Marcianise. La città di Marcianise si ritrova a fare i conti con l’ennesimo problema. Manca l’illuminazione pubblica e di conseguenza, varie zone della città si ritrovano al buio.
Oltre a creare disagi per chi viaggia di notte, tale situazione risulta pericolosa perché potrebbe portare a incidenti e dei malviventi, approfittando del buio, potrebbero compiere atti criminali come furti o peggio.

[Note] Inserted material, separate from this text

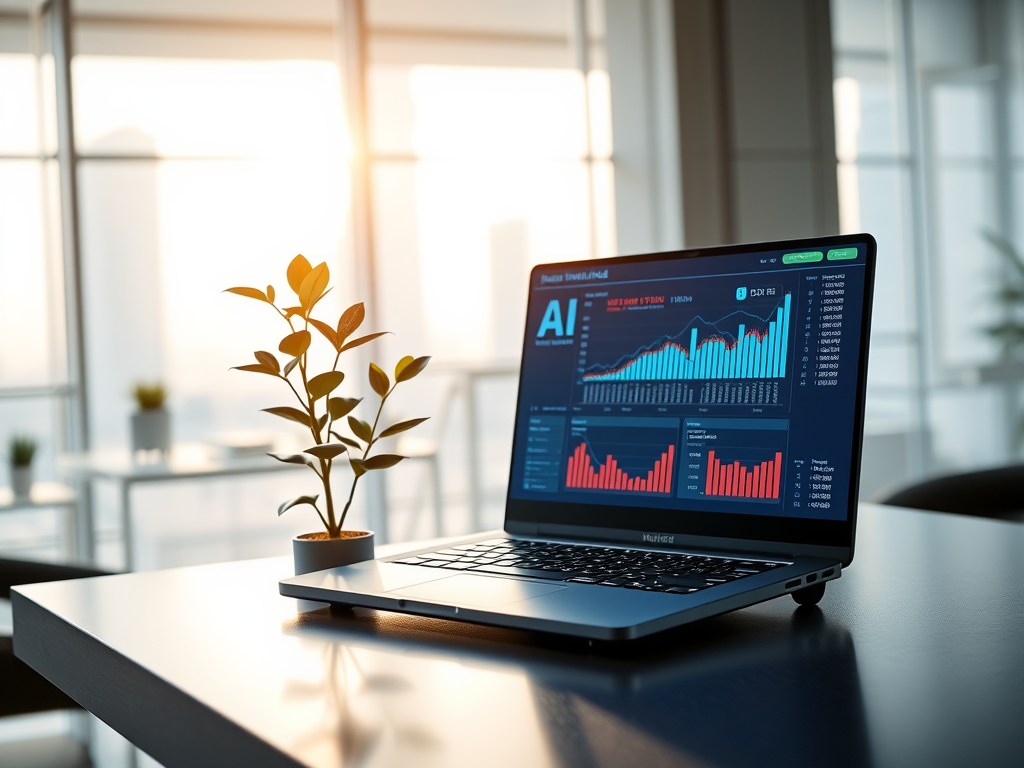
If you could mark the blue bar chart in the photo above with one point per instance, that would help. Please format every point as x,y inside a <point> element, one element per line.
<point>741,353</point>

Sulla questione è intervenuta Rosalba Cibelli, Consigliera comunale del Movimento 5 Stelle:
“La città continua a sprofondare nel buio. Le gravi carenze dell’impianto di pubblica illuminazione, oggi sotto gli occhi di tutti. La rete di illuminazione pubblica non è conforme alla Direttiva EuP, recepita dal Regolamento (CE) n. 245/2009. La normativa europea ha introdotto criteri stringenti di progettazione ecocompatibile, vietando l’immissione sul mercato, l’installazione e la manutenzione di lampade a scarica di gas e di altri dispositivi altamente energivori e poco efficienti, ampiamente utilizzati ancora oggi sul nostro territorio.
A questo si aggiunge una situazione strutturale compromessa: chilometri di cavi da sostituire; quasi tutti gli armadi stradali da rinnovare; almeno 500 plafoniere danneggiate dagli eventi atmosferici e mai rimpiazzate; pali della luce ammalorati, alcuni dei quali rimossi perché ritenuti pericolosi per l’incolumità pubblica. Questa non è manutenzione mancata, è assenza di visione. È la dimostrazione plastica di una gestione che ha ignorato per anni obblighi di legge, opportunità di risparmio energetico e, soprattutto, il diritto dei cittadini a vivere in una città “normale”.
La luce non è un optional! Non è solo decoro urbano, ma uno strumento irrinunciabile di sicurezza, prevenzione e qualità della vita. Strade buie significano maggiore rischio di incidenti, maggiore insicurezza per pedoni e automobilisti, maggiore vulnerabilità dei quartieri. Per questo motivo è necessario un intervento radicale, non più rinviabile: una riqualificazione complessiva e strutturata dell’impianto di pubblica illuminazione, basata su tecnologie efficienti, sostenibili e conformi alle direttive europee. Occorre programmare, progettare e investire, superando la logica delle emergenze e delle soluzioni tampone.
Abbiamo bisogno di una città illuminata, sicura e moderna. Continuare a navigare a vista, lasciando interi quartieri al buio, significa assumersi una responsabilità politica grave. È tempo che l’amministrazione esca dall’ombra e affronti con serietà e competenza una delle urgenze più evidenti della nostra città.”